Jupiter and Saturn are each accompanied by ragtag hordes of moons, many of which have their own personalities. A pleasing pictorial arrangement of one or more of Saturn’s moons together with the planet and its ring system spanning the frame would be a real conversation starter in your game room.
For astronauts seeking solid ground, the choicest aesthetic pickings in these distant realms are hard to guess. This is largely because the smallest details we’ve been able to record of objects beyond the asteroid belt are typically 0.5 mile (0.8 km) in size or larger. (Let’s except the ground-level pictures of Titan made by the Huygens probe in 2005.)
But among the features we have seen, perhaps the most alluring are the ice mountains on Pluto, imaged by the New Horizons spacecraft. These hard-as-granite peaks are large enough that you could see them from the vicinity of Pluto’s moon Charon with a decent pair of binoculars. If you can withstand Pluto’s nippy temperatures (a bracing –387 degrees Fahrenheit [–233 degrees Celsius]), you might go down to its surface to line up a telephoto shot of a few mountains framing Charon, hanging low in Pluto’s black sky. Charon would be about seven times the apparent diameter of our own Moon.
As a somewhat more ambitious photographic effort, consider an expedition to roughly 2 billion miles (3.2 billion km) above the ecliptic plane in which the planets orbit. Bayonet a workaday lens onto your camera and aim it downward. You should be able to see the Sun and all the planets out to Saturn. They’ll appear only as bright dots. (The Sun will be a fat bright dot!) But the fact that the image is real, and not a cut in a book, should lend it a certain je ne sais quoi.
The human touch
I’ve heard space aficionados, including scientists, insist that the future of space exploration won’t include much of the freewheeling human wanderings described here. These proudly pragmatic folk maintain that they’re only being realistic when they argue that the solar system should be explored and photographed by robots, not people. Humans should simply stay at home and view our cosmic neighborhood from afar. After all, most astronauts insist on round-trip tickets, something that the robotic craft never do.
That sounds reasonable, at least, at first. But try walking into a sixth-grade classroom and asking how many of the kids are keen to go into space. You’ll find a lot of takers.
Then ask how many prefer to become earthbound engineers, building robotic spacecraft. Many of those hands will go down. Yes, space exploration is a hard, expensive, and dangerous business, so it’s only natural to champion a very practical approach — namely, that we tether humans to terra firma and leave the exploring to the machines.

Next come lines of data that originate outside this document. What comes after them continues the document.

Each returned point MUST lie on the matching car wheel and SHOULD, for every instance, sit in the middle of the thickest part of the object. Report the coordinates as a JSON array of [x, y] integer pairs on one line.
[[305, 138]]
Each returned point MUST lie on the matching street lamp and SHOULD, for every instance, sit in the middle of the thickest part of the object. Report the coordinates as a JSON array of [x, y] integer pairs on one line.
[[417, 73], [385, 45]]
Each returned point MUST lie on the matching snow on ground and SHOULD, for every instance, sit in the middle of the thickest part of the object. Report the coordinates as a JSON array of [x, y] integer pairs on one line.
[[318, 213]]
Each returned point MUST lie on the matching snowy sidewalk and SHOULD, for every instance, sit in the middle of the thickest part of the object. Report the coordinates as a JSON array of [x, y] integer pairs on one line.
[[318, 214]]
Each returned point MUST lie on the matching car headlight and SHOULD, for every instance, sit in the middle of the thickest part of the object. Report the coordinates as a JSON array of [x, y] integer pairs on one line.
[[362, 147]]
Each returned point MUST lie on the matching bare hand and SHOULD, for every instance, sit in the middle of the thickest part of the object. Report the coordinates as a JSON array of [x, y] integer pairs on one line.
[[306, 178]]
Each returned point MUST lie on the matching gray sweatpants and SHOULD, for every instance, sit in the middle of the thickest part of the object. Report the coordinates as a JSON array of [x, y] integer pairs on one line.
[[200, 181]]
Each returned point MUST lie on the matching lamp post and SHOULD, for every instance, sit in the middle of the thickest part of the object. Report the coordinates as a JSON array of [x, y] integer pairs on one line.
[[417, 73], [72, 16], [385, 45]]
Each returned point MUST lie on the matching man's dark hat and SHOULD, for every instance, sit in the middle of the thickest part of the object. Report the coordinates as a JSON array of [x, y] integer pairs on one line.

The latter don’t require heavy and complicated life support systems, or shy away from mortal danger.
But clearly, robotic exploration is not the same. Photos made by robot cameras may have tremendous fidelity, but the only artistry they have is that arranged by their earthbound handlers. Arguably better pictures can be made by on-the-spot humans with an aesthetic bent. More than 60 years ago, the Space Age paintings by Chesley Bonestell inspired movies, magazine series, and, ultimately, an entire generation of youngsters who wanted to go to other worlds. They still want to go.
There’s something fundamentally different about witnessing nature in person, for otherwise how do you justify muscling a 12-inch Dobsonian out on a cold night to spend hours squinting through a viewfinder? Especially when you could find a better picture more comfortably (and with considerably less expenditure of time, money, and effort) online?
It’s the romance of going somewhere — to step into a time machine that can take you millions of miles into the velvet voids of space to give you a view that’s more than just an image, but an experience.